When I was a boy and I would see scary things in the news, my mother would say to me, 'Look for the helpers. You will always find people who are helping.' To this day, especially in times of disaster, I remember my mother's words, and I am comforted by realizing that there are still so many helpers - so many caring people in the world.
Here is a particularly good piece by Ezra Klein that I shared this weekend on Facebook: 9 facts about guns and mass shootings in the US
In my Sunday morning meeting, someone talked about going to Mass that morning to find that the priest was handing out candles with the names of the victims on them. Then people would go up and light a votive for that particular victim. What he couldn't understand - and maybe understanding is just a mental game - was that the priest had a candle with the name of Adam Lanza on it. This reminded me of my friend Alice's Facebook status...that everyone in this tragedy including the shooter deserves our compassion.
In the critique of how society affects/creates these kinds of tragedies, I found this one rather eye-opening in that it was something that I'd already begun to feel was correct. Another Facebook friend said that he'd gotten quite a bit of hate mail at the suggestion that the mainstream media was using the massacre and our collective inability to turn away from it as a means to sell more ads. This also seems correct.
Let me tell you a story. The day after Columbine, I was interviewed for the Tom Brokaw news program. The reporter had been assigned a theory and was seeking sound bites to support it. "Wouldn't you say," she asked, "that killings like this are influenced by violent movies?" No, I said, I wouldn't say that. "But what about 'Basketball Diaries'?" she asked. "Doesn't that have a scene of a boy walking into a school with a machine gun?" The obscure 1995 Leonardo Di Caprio movie did indeed have a brief fantasy scene of that nature, I said, but the movie failed at the box office (it grossed only $2.5 million), and it's unlikely the Columbine killers saw it.
The reporter looked disappointed, so I offered her my theory. "Events like this," I said, "if they are influenced by anything, are influenced by news programs like your own. When an unbalanced kid walks into a school and starts shooting, it becomes a major media event. Cable news drops ordinary programming and goes around the clock with it. The story is assigned a logo and a theme song; these two kids were packaged as the Trench Coat Mafia. The message is clear to other disturbed kids around the country: If I shoot up my school, I can be famous. The TV will talk about nothing else but me. Experts will try to figure out what I was thinking. The kids and teachers at school will see they shouldn't have messed with me. I'll go out in a blaze of glory."
In short, I said, events like Columbine are influenced far less by violent movies than by CNN, the NBC Nightly News and all the other news media, who glorify the killers in the guise of "explaining" them. I commended the policy at the Sun-Times, where our editor said the paper would no longer feature school killings on Page 1. The reporter thanked me and turned off the camera. Of course the interview was never used. They found plenty of talking heads to condemn violent movies, and everybody was happy.

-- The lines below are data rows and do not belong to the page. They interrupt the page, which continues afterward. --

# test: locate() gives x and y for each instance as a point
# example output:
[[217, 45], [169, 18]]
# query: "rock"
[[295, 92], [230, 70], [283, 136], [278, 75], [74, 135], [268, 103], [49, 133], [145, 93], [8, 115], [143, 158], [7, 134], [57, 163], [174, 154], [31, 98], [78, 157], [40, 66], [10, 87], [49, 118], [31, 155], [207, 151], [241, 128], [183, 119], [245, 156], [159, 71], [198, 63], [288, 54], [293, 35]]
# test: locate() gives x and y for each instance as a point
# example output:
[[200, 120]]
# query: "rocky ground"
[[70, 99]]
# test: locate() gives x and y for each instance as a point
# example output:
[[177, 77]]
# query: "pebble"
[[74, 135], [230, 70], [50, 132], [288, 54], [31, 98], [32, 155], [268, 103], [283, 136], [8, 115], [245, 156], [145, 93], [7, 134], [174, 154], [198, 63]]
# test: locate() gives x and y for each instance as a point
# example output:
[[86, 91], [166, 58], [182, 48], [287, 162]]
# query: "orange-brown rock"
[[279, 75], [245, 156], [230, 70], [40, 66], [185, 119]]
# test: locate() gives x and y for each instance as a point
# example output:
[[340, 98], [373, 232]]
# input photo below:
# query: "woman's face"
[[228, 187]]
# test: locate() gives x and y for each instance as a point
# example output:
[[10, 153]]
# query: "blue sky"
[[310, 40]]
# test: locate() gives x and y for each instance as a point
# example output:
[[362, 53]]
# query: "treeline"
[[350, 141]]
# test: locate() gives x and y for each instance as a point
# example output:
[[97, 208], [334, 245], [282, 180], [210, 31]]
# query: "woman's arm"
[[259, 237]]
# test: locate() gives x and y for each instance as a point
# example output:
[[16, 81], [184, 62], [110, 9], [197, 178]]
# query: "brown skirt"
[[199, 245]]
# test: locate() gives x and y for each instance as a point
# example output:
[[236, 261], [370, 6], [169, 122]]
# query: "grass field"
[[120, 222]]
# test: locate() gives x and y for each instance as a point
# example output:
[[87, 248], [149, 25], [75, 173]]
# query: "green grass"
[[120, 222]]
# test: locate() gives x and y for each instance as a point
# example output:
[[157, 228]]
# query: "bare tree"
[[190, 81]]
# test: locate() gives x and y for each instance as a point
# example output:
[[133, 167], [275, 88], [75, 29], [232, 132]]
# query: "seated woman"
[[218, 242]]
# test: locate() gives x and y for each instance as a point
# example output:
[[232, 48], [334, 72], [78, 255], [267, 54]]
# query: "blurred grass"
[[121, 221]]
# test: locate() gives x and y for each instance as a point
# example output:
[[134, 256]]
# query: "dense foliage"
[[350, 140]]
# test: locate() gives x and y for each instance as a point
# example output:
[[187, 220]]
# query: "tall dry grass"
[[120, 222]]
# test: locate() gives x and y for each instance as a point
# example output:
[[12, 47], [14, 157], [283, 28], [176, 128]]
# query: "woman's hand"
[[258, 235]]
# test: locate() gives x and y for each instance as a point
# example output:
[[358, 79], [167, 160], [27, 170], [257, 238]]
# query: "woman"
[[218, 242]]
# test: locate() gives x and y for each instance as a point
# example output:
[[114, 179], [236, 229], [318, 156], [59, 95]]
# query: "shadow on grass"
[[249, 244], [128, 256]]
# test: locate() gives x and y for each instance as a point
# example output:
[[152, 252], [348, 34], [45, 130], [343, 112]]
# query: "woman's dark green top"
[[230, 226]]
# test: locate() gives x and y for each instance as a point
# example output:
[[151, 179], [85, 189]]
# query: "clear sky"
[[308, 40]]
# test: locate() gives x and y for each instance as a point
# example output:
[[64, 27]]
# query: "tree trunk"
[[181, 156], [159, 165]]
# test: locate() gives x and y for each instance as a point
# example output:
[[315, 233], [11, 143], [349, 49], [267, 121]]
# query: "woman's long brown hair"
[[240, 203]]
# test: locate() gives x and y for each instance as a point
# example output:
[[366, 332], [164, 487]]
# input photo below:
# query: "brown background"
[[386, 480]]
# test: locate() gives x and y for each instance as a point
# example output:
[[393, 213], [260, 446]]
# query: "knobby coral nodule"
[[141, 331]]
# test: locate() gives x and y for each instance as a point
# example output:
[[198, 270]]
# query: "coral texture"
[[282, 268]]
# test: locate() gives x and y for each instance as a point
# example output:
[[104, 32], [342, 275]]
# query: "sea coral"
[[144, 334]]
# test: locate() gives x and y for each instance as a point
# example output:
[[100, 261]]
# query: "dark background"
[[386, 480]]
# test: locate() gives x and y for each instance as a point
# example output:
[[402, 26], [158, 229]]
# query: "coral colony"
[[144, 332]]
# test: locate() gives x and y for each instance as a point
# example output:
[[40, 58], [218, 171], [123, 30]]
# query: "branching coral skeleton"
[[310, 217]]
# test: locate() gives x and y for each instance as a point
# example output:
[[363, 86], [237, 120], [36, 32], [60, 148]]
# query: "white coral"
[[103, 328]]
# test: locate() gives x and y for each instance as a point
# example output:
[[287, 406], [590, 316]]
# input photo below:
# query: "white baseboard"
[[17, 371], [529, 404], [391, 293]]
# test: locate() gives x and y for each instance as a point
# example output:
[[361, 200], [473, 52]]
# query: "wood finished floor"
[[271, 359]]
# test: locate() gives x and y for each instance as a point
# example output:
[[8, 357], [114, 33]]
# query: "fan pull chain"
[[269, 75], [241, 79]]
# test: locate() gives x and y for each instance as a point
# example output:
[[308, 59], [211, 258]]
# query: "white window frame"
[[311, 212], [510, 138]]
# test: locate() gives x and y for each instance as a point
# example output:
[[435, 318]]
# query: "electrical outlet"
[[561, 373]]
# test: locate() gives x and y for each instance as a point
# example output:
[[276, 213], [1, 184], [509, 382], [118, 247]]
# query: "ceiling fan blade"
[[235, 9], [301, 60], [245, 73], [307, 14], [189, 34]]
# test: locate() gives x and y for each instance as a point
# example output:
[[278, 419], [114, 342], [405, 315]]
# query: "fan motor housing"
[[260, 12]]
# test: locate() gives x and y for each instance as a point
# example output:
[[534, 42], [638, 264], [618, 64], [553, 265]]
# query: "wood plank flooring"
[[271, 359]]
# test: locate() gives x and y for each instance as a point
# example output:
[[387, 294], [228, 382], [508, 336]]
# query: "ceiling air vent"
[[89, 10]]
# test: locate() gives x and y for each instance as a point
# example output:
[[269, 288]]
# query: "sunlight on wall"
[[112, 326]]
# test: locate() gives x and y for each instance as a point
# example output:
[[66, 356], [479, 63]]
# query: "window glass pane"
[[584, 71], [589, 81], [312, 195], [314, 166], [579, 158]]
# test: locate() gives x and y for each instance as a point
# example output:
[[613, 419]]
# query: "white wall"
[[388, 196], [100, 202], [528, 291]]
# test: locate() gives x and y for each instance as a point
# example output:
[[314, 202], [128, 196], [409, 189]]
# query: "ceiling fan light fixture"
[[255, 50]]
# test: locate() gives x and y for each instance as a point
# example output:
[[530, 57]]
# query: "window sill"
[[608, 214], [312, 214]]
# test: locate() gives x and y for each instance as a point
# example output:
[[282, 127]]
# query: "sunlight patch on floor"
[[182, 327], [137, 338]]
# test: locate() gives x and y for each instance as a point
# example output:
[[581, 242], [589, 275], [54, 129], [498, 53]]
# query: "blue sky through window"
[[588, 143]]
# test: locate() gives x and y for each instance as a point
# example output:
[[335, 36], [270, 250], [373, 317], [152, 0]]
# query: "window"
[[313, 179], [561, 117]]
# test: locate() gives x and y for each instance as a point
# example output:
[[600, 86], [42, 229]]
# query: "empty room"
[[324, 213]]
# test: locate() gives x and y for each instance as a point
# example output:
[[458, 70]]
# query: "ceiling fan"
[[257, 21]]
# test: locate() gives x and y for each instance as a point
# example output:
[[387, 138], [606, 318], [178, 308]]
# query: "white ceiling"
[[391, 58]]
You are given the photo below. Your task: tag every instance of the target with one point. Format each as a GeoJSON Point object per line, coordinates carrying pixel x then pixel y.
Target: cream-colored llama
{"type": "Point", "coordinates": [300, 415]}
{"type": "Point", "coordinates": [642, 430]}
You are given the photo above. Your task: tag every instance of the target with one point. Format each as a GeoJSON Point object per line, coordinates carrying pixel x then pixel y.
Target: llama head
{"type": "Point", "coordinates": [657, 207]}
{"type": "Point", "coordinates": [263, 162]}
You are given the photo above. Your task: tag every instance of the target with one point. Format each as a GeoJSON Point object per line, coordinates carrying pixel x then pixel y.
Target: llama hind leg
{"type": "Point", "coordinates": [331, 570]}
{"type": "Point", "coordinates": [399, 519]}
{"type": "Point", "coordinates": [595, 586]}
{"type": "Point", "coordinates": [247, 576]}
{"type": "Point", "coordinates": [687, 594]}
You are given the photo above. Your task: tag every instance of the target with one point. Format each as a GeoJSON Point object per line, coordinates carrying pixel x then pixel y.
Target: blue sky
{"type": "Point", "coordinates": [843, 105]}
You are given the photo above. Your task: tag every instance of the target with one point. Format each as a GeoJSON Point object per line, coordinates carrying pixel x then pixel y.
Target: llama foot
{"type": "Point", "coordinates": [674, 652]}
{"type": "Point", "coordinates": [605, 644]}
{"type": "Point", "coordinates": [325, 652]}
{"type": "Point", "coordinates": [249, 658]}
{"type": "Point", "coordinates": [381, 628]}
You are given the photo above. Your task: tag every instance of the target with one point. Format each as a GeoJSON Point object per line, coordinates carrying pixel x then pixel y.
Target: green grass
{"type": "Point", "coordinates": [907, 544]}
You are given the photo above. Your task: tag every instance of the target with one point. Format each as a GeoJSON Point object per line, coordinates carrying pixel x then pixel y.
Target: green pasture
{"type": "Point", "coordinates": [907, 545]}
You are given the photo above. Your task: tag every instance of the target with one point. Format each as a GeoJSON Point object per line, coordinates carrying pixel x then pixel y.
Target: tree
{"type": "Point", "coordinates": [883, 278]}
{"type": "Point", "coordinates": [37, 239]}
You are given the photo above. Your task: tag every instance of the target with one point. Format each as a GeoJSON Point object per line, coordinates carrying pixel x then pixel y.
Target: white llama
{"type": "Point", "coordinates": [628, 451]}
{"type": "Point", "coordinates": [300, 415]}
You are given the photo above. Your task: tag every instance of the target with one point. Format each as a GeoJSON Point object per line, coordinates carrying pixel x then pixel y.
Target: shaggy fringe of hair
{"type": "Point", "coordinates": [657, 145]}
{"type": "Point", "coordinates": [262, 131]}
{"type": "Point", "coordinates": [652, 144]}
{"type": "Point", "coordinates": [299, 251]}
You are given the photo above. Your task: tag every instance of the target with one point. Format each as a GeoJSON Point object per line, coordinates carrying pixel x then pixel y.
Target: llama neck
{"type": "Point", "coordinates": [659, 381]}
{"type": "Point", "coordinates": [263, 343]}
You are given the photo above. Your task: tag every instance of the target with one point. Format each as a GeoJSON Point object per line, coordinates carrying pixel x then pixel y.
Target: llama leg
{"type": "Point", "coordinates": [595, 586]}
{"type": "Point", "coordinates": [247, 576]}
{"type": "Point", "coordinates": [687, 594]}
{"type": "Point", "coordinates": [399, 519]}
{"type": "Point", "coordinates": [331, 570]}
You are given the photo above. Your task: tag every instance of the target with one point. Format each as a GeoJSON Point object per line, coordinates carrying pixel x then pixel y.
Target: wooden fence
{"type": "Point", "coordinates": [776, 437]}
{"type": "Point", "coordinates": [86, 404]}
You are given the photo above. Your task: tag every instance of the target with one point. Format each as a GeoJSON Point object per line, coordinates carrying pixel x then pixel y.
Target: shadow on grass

A third Facebook friend questioned the killers' desires for attention. I do believe that it is there: overall, the killing and the subsequent suicide screams, "See? See how much I hurt? See how much I'm willing to hurt to make the hurt go away?" As someone who has spent quite a bit of time with people into cutting, and even my own dive into alcoholism, it makes sense.
I had starred a couple of items in my Google Reader to show how idiots like Mike Huckabee and Michelle Malkin were using the events of Friday to confirm their statuses as slime, but I did not think it conducive to give them the attention they so sorely crave. So instead I want to finish this post with a little bit about the principal of Sandy Hook Elementary School who died Friday trying to protect the children in her care.
One of the victims of the shooting in Newtown, Conn. on Friday was school principal Dawn Hochsprung, who friends remember as a "hero" who dedicated to helping kids. Hochsprung, 47, was also raising five girls at home – two of her own daughters and three step-children.
Reports claim that Hochsprung and another adult at the school ran towards the sounds of gunfire. Today reports that her friends say they were not surprised. Former colleague Gerald Stomski said that "when Dawn was the principal in our school system, we talked about this exact type of incident. She certainly was inspiring and put her children first, and it was no surprise to me that she came to them. She’s actually a hero today."
The title of this post comes from the Sondheim song No One is Alone from the musical Into the Woods. It is a testament, to me, of the interconnectedness of all things: no one is alone, no one acts alone without it affecting others.